Não é fácil ser mulher. É o que ator Luiz Salem vem constatando durante a temporada de “O Clã das Divorciadas”, texto do dramaturgo Alil Vardar inédito no Brasil e sucesso na França. Com direção de Alexandre Reinecke e ao lado das atrizes Paula Cohen e Maíra Charken, Salem dá vida à personagem Brigitte para narrar o cotidiano de mulheres que encaram o divórcio com muito bom humor. Confira a entrevista:
Como está a temporada de “O Clã das Divorciadas”?
As pessoas estão respondendo ao que a gente esperava. É uma comédia rasgada. A mais comédia de todas, com um homem vestido de mulher no palco. O público se diverte sem medo de ser feliz. A brincadeira é expor mulheres tentando descobrir outros caminhos de felicidade e que acabam descobrindo esse clã, essa amizade, o barato de estarem juntas . Elas querem descobrir o amor de novo, mas com muito bom humor.
Fale um pouco de sua personagem.
A Brigitte é a mais velha do clã. Temos uma jovem de 25, outra de 35 anos e Brigitte, com idade indefinida – segundo ela. Acredito que tenha uns 50 anos. Ela é uma mulher do interior, de Sertãozinho, que cansou de sua vida pacata e resolveu sair em busca de algo novo. Ela tinha um marido vendedor de malas e só ganhava mala de presente. Cansou da mesmice e se tornou motogirl na capital.

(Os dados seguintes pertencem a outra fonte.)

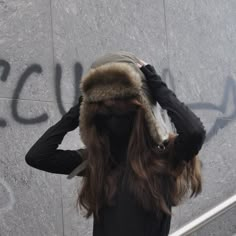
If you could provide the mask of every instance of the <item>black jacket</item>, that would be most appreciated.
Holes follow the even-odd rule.
[[[175,141],[176,158],[190,160],[200,151],[205,140],[205,129],[200,119],[167,88],[156,80],[148,66],[143,67],[155,92],[155,99],[167,110],[175,124],[178,137]],[[81,162],[78,150],[58,149],[67,132],[78,124],[79,107],[72,107],[61,120],[50,127],[28,151],[26,163],[39,170],[68,175]],[[150,212],[140,208],[126,189],[116,194],[116,206],[100,210],[101,222],[94,220],[94,236],[166,236],[169,233],[171,217],[162,213],[159,220]]]

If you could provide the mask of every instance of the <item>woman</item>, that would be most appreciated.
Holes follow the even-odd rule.
[[[168,235],[171,208],[201,191],[200,119],[151,65],[129,53],[107,54],[81,80],[83,100],[32,146],[37,169],[83,176],[77,203],[94,217],[94,236]],[[160,105],[176,131],[163,122]],[[59,150],[79,126],[84,149]]]

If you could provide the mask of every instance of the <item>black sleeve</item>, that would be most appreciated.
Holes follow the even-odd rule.
[[[151,65],[143,66],[141,71],[155,100],[167,110],[177,130],[178,136],[174,142],[175,157],[185,161],[191,160],[198,154],[205,140],[206,131],[201,120],[179,101]]]
[[[57,149],[67,132],[78,126],[78,117],[72,112],[51,126],[30,148],[25,156],[28,165],[51,173],[66,174],[82,163],[76,150]]]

Para interpretar Brigitte, você usa salto e outros acessórios?
Uso salto, peruca e peitinho. A única coisa que é minha é bunda, já que a personagem é uma mulher de certa idade. É difícil se equilibrar em salto alto. E eu ainda tenho um agravante: por conta das cores do figurino, um dos meus sapatos não foi encontrado no número do meu pé. Uso salto 43, bico fino, em um pé 44! No começo era difícil, mas hoje já esqueço e não me incomodo. É como se ao adentrar no palco aquele pé não fosse mais meu, se adaptou ao personagem. O engraçado é que manco nas coxias o tempo todo.
Por ser uma obra francesa, o texto precisou de muitas adaptações?

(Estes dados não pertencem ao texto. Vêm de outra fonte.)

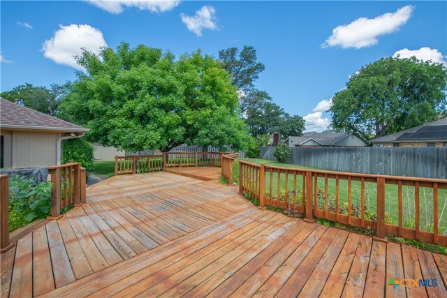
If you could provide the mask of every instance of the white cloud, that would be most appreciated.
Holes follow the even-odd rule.
[[[330,98],[328,100],[323,100],[316,104],[316,107],[314,110],[313,112],[327,112],[330,107],[332,106],[332,99]]]
[[[340,46],[343,48],[369,47],[377,43],[379,36],[397,31],[409,20],[414,8],[410,5],[387,13],[374,19],[360,17],[351,24],[337,26],[322,47]]]
[[[203,6],[199,10],[196,12],[196,15],[190,17],[184,14],[181,14],[182,22],[198,36],[202,36],[203,29],[215,30],[216,25],[216,10],[210,6]]]
[[[305,116],[303,118],[306,121],[306,131],[321,132],[325,130],[330,124],[330,120],[328,118],[323,118],[321,112],[316,112]]]
[[[171,0],[85,0],[105,11],[115,15],[124,10],[125,7],[136,7],[140,10],[163,13],[173,10],[179,1]]]
[[[24,22],[22,23],[22,22],[17,22],[17,25],[20,25],[20,26],[23,26],[25,28],[28,28],[29,29],[34,29],[34,28],[33,28],[33,27],[31,25],[30,25],[29,23]]]
[[[58,64],[83,70],[84,68],[76,62],[75,56],[80,55],[82,48],[98,54],[101,47],[107,46],[103,33],[89,25],[72,24],[59,25],[59,27],[42,47],[43,55]]]
[[[447,57],[443,56],[441,52],[437,49],[430,49],[428,47],[421,47],[419,50],[409,50],[404,48],[400,50],[393,55],[393,57],[411,58],[415,56],[419,60],[432,61],[432,62],[441,63],[447,66]]]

Sim, com certeza. Mas a característica de ter em cena um homem vestido de mulher veio da França. Mesmo sem ter algo que justifique na trama, como em alguns espetáculos. Alil Vardar é um grande comediante e acreditamos que escreveu essa peça para ele. Então escolheu esse personagem para fazer e chamou duas atrizes. Mas em relação ao texto, mexemos bastante nas piadas, pois tinham referências muito francesas. A personagem da Maíra, por exemplo, originalmente era inglesa, que tem uma rivalidade com as francesas. No Brasil isso não tem tanto sentido. Aí colocamos uma mulher filha de argentina com inglês. Houve um cuidado em aproximar o texto ao nosso universo, mas o assunto é universal: mulheres se divorciam na França, no Japão ou no Brasil e o sentimento de solidão é o mesmo.
Há quantos anos não ia a São Paulo com um espetáculo?
Minha última temporada na cidade foi em 2004, em um teatro que nem existe mais, o Crowne Plaza. E também nunca havia trabalhado com o diretor Alexandre Reinecke, de quem tinha ótimas referências. Estava com saudades da energia paulistana. Esse público abraçou a comédia, desde o boom dos espetáculos stand up até as produções mais tradicionais. É uma plateia muito diferente do Rio de Janeiro. O aplauso paulistano é muito grande.